On the surface, Wicca seems to be a far more liberal alternative to the ultra-conservative Christian way of life — and in many ways it is. However, there are philosophies that have long existed in the Wiccan community that are exclusionary, and therefore harmful, to others. The strangely heavy focus on female nudity, menstruation and stages of reproductivity is exclusionary to trans people, women who are barren, homosexuals — and even (to a less important degree) men. In some ways Wicca presents itself as a feminist religion, mostly due to the focus on goddess worship and liberated female sexuality. In some ways it has empowered women, but in others ways it has only pushed women further into the dark ages. After all, it’s not a far leap from Christianity to Wicca, if you heavily associate the role of women with childbirth, taking care of people and sexuality.
The only thing worse than a toxic religion are its toxic followers — and that can be said about both Christianity and Wicca. One of the main problems that comes with a large, mainstream religion is that the followers — in general — tend to be ignorant of its teachings. That can be observed in Christians who pick and choose what they want to believe from the Bible, without really even reading it. It can also be observed in Wiccans who spout the “threefold law” every time someone says something they disagree with. It can be observed in the Christian who is against gay marriage but who wears synthetic fabrics, just as it can be observed in the Wiccan who espouses the “harm none” philosophy, while threatening to hex people they disagree with.

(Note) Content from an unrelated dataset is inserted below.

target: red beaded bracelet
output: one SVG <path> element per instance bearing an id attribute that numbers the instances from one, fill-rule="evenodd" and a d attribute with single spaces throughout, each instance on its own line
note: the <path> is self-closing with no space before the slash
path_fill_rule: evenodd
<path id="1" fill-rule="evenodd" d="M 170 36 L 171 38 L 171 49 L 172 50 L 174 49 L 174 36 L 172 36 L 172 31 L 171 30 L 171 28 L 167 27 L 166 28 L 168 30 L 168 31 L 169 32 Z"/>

And in my personal experience, both Christians and Wiccans have a tremendous amount of disdain for atheists — and that disdain is increased threefold (see what I did there?) toward atheist witches. If you don’t believe that, I challenge you to bring up the topic of atheist witchcraft around a group of Wiccans, and observe their reactions. With both religions being heavily focused on the belief and worship of deities, their followers tend to react similarly when in the company of those who do not believe in deities at all.
Should Witches Avoid Wicca?
If you’re an atheist witch, you’re likely not going to be the one asking that question. With Wicca being a religion — and a newish one at that — it really serves no purpose for someone who does not believe in deities. For people who are leaving Christianity in search for a more spiritual alternative, Wicca seems friendly, inviting and nonthreatening — but it’s really just the other side of the same coin.